14 thoughts on “Lost and Found (Part 3 of 4)

    1. I am so thankful for the family that stood by me, for the people God put into my path, and just for the way I have healed completely. I most definitely do not take it for granted. God is so good! 🙂

    1. Thank you for your kind words! It was a little scary to share something so personal, and so the support I received this week while sharing my story meant the world to me. I truly hope that what I wrote will help someone who is going through a similar situation!

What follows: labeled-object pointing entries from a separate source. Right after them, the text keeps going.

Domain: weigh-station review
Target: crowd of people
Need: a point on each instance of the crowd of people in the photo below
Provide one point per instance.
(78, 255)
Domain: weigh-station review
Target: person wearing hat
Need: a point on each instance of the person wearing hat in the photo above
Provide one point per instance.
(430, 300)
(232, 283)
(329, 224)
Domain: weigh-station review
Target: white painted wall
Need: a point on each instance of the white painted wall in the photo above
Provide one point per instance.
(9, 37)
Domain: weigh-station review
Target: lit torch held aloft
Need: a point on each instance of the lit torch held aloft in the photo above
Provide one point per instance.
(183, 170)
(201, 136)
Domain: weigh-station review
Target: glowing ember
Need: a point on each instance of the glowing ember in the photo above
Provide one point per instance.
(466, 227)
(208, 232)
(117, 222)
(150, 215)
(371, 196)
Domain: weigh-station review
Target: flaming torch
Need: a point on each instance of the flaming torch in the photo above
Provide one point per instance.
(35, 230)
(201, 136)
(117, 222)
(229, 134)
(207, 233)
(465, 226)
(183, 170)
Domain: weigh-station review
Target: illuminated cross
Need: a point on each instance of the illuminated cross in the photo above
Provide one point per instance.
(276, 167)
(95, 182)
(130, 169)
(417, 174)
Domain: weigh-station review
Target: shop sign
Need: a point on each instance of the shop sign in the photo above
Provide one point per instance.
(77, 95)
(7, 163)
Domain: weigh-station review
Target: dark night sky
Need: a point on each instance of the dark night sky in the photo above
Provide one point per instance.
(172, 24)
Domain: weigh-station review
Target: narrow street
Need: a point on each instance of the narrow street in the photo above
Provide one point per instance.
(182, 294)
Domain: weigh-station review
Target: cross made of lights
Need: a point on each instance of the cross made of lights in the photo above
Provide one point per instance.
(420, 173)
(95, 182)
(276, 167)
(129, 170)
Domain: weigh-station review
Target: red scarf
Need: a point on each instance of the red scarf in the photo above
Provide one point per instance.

      1. From my own perspective, it was a good reminder not to be so harsh on my own body. I feel like I’ve been comparing my current pregnant body to my pregnant body with Charlotte and it just sends me to a sad place. It’s unnecessary. Thanks for the reminder to just love and be proud and be grateful.

  1. I thought it was impossible to love you, Nate, and your family any more than I already do. I was wrong!

    You are so beautiful, brave, and strong. I am honored to be your friend and so, so proud of you for accepting help, recovering, sharing your story, and truly thriving. You are unbelievably amazing ❤

  2. Oh that Nate. What a blessing he is.

    I relate to all of these posts, but this one especially. Reading this, I remembered those feelings all too well. Like you & Nate, my sweet husband was a HUGE part of my recovery. I had several friends encouraging me and keeping me accountable, but it was Christopher who made the biggest difference.

    I’m so looking forward to reading tomorrow’s post!

  3. I love how honest and open you have been with your story. I really look forward to reading the last post on your journey to a healthier view of food. I had a best friend in high school with a very similar struggle, and I know it takes so much strength to overcome the mental aspect of it all. I am so glad to know that your story has a happy ending!